Farm 46, and Recession Retrospection

As originally posted at LinkedIn.




Since 2002, Catskill Farms has been on a 'slow' but steady climb to bigger. We now juggle a balance sheet with 25 properties in inventory, currently being improved. Houses in Kerhonkson, land in Stone Ridge, homes in Saugerties, Milan, Bethel, Narrowsburg, Livingston Manor, and Cochecton. Oh, and I forgot Olivebridge, Eldred and a rental portfolio that spans Eldred, Barryville, New Paltz and now even Valley Forge PA. In the catskills real estate market, we found niches of business and opportunity throughout.
I don't mention this to boast, since just last week when my 9 year old son somehow bested me in Monopoly leaving me with little but over-mortgaged properties and a trail of debt and I commented that this could actually happen in real life (and he said I could come live his mom, her partner and him if it got too bad). It's an interesting story of step by step business building over nearly 20 years, and the challenges that creates.
I'm a big fan of How I Built This, a podcast that profiles business success stories ranging from Angies List to a snowboard company to yoga wear. All the interesting stories like this profile a process of unlikely forward progress with few attributes more important than old fashioned perseverance, which is different than risk tolerance, intelligence or education - in fact, many times it appears to be the opposite of intelligence, where any smart person would have changed tack long before instead of continuing to sail onward on a hopeless mission in stormy seas. I guess this makes sense that people would rather hear an 'up by your boot straps' rather than 'trust fund kid with unlimited resources turns small profit'.
For me, debt was a real motivator. Now the couple of hundred g's that loomed ominously over my head in the 2004 seems comical in small-time scale, but for my resources and ability at the time, it was proportionally gigantic. For me personally, debt was a motivator because I was the type of person who paid my bills, and it's funny how the credit score, regardless of how much money you have, really is a true weather vane of a person - there are those who pay their bills- however disruptive and inconvenient - , and there are those who find reasons -however credible and valid - who do not.
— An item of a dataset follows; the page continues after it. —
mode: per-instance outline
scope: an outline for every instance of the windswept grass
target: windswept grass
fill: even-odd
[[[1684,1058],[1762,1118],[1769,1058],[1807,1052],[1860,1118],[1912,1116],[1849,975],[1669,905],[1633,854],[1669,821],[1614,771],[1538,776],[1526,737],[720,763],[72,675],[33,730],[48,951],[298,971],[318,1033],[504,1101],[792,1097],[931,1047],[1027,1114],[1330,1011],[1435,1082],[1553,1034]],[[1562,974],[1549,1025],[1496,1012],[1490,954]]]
The thing is, there are few shorter-sighted actions a small business can do than neglect to pay a bill, or a bank, or a loan, or a credit card. The stain is real, its footprint lasts a long time, and its a real measuring stick for future financial asks. And especially for the small bank (jeff bank) experience that has fueled and sustained Catskill Farms, every single time I went back to the lending well, the small loan committee at the bank - regardless of their risk aversion- could fall back on the fact that not only did we pay our bills, period, we weren't late, we didn't ask for leniency, we didn't ask for favors - we borrowed, and we paid it back. Sometimes we had to borrow to pay it back. Sometimes we had to do without personally to pay it back. Sometimes we had to reinvent and reposition the business to pay it back. But it always got paid back - and it's a fundamental tenet of our strength as a business - our business decisions have allowed us to pay off our debts, and build those finance and vendor relationships uninterrupted.